In the next days, Ida spent many hours in the tiny church, kneeling, eyes closed or gazing at the Virgin. She asked God to direct her, to tell her if what they were about to do was right. She heard the gathering of her own surety and sent her gratitude toward heaven.
Fenia told them after dinner, “The boat comes tonight.”
Ida didn’t try to sleep. She lay beside her husband, her mind alive with fear, excitement, hope. She did not think about the immediate consequences of what they would do. She knew only that this would be the last liquor coming into the camp for a time. The crew could find another boat, but it could take months. Dry months. Living months. And they could take care of other boats the same way. Perhaps a legend would arise. Boats that carried booze to the camps were cursed.
She and Fenia met Irene at the back of the bunkhouse. They carried no light as they followed the snow-spotted trails behind the camp until one branch cut to the right, back to the beach. They came out on a low bluff above the beach at high tide. They hopped down and moved quietly to the small skiff they had hidden in the brush.
Fenia pulled out the tobacco tin she always kept tied round her waist inside her dresses and opened the lid. She dug her finger into the thick grease, offering a scoop to each of the women. Fenia rubbed the dead-man’s fat against her palms. When they were slick, she rubbed her palms across her forehead and cheeks. The last bit she placed on her tongue and closed her eyes.
Ida hadn’t known if she’d be able to do this. A part of her thought it silly anyway. She did not believe in magic or mummy power. But here in the night with the ocean lying at her feet, the ancient ways flowed forward across time. And when she thought of what she would do in the coming hours, she decided perhaps she could believe.
She rubbed the fat into her hands and her face. Its stickiness surprised her. The taste she never knew. The fear in her body had dried her mouth and coated her taste. She placed the fat on her tongue, like communion bread, and swallowed.
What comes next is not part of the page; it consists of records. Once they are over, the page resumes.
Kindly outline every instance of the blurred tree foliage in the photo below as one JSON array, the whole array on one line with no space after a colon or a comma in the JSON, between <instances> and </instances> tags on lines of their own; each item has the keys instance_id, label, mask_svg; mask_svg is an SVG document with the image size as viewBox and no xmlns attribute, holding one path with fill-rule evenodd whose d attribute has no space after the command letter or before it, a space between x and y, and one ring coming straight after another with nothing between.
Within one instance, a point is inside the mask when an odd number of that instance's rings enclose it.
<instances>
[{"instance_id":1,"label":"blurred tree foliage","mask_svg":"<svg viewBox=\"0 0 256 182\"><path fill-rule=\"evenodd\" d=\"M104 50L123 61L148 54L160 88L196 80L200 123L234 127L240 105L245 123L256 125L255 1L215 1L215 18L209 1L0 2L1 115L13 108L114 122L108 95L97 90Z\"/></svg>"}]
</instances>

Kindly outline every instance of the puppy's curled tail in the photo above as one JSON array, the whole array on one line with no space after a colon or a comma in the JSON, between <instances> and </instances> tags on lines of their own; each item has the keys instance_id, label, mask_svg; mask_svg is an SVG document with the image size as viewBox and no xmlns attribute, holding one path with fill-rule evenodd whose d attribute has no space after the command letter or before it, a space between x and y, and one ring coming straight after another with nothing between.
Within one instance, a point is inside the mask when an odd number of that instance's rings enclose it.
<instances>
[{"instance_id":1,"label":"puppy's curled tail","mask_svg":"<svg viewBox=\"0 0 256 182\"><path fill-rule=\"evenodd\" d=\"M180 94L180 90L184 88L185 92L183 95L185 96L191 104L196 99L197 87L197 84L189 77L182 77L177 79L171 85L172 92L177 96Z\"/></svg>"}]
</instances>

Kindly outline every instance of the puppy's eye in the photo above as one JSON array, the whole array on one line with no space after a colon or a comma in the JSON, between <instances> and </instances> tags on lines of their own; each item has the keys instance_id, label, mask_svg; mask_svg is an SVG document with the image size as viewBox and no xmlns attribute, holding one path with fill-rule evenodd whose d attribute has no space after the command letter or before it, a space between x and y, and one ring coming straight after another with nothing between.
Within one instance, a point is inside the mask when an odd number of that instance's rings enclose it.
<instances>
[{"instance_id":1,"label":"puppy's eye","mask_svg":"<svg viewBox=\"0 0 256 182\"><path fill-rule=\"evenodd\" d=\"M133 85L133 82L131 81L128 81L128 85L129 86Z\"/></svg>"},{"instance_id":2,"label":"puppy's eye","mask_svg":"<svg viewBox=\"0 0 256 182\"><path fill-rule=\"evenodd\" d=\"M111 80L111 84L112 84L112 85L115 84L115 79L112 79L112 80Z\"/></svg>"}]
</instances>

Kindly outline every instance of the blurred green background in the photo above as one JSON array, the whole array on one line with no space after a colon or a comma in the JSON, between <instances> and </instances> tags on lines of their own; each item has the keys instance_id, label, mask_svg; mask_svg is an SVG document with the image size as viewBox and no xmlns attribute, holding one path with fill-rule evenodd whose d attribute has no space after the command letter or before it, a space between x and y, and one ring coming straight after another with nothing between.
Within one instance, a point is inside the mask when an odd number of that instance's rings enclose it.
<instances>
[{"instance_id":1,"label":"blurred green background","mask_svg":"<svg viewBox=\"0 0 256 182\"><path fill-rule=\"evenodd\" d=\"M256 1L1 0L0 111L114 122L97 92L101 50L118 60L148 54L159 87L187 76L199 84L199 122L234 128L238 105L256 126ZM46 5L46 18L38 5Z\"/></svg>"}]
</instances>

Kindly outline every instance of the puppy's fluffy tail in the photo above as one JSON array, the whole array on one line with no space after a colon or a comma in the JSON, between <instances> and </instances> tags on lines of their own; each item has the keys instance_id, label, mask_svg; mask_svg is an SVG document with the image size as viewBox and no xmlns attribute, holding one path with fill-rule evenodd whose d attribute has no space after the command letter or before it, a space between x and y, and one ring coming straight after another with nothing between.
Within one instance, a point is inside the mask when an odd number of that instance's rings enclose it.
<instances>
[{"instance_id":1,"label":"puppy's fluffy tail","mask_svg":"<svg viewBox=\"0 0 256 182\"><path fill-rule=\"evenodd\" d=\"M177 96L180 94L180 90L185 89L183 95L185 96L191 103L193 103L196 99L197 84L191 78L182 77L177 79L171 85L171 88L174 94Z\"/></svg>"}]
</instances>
They carried the skiff to the waterline. Fenia stepped over the side and settled near the stern. Irene and Ida pushed the stern into the waves and stepped in. Ida pulled the oars, wrapped with pieces of a worn skirt, from along the keel and slid them through the locks, also ringed with cloth. She pulled with the starboard oar until they were parallel with the beach then slowly and steadily rowed around the point of land to the south.